Pittsburgh-area officials want more information before approving a conditional use permit for a massive plastics and petrochemicals plant that Shell Chemical plans to build in the region.
Potter Township supervisors have asked officials with Houston-based Shell to provide more data on pipelines that will be used at the proposed site, according to a Dec. 15 article in the Pittsburgh Post-Gazette.
A hearing on the topic was held by the township on Dec. 13-14. Township supervisors also have given Shell and the Clean Air Council — an environmental non-profit group — until Jan. 6 to provide reasons why the permit should or should not be approved, the article added.
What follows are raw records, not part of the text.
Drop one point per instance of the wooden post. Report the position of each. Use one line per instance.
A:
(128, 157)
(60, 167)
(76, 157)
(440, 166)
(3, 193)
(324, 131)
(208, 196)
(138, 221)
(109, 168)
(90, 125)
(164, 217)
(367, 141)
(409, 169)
An additional public meeting and hearing on the topic were scheduled for Dec. 15 by the Pennsylvania Department of Environmental Protection. The DEP needs to issue a pollution discharge elimination permit for the project to proceed.
Shell, according to the article, wants to amend a permit previously issued to Horsehead Corp., which ran a zinc processing business there before selling the property to Shell. Shell also needs to receive an air permit for the project.
Shell officials could not be reached for comment. The firm green-lighted the project in June, with officials saying that construction would start in late 2017, with production beginning “early in the next decade.” When complete, the site is expected to have annual capacity of 3.5 billion pounds of polyethylene resin.
The project will be the first U.S. petrochemicals project built outside of the Gulf Coast of Texas and Louisiana in several decades. It will take advantage of low-priced natural gas feedstock that's been developed in the Appalachia region in recent years. Natural gas for the project will come from the Marcellus and Utica shale regions.
The complex will be located on the Ohio River near Monaca, Pa., about 30 miles northwest of Pittsburgh. It's expected to bring up to 6,000 construction workers involved in building the new facility, and an expected 600 permanent employees when completed.
Shell first announced that it was considering the project in early 2012. Several other materials firms and partnerships had considered plans for plastics and petrochemicals works in the Appalachia region, but Shell's is the only one officially moving forward. PTT Global Chemical of Thailand and Marubeni Corp. of Japan still are reviewing plans for a complex making PE and ethylene in Belmont County, Ohio, but no final decisions have been made.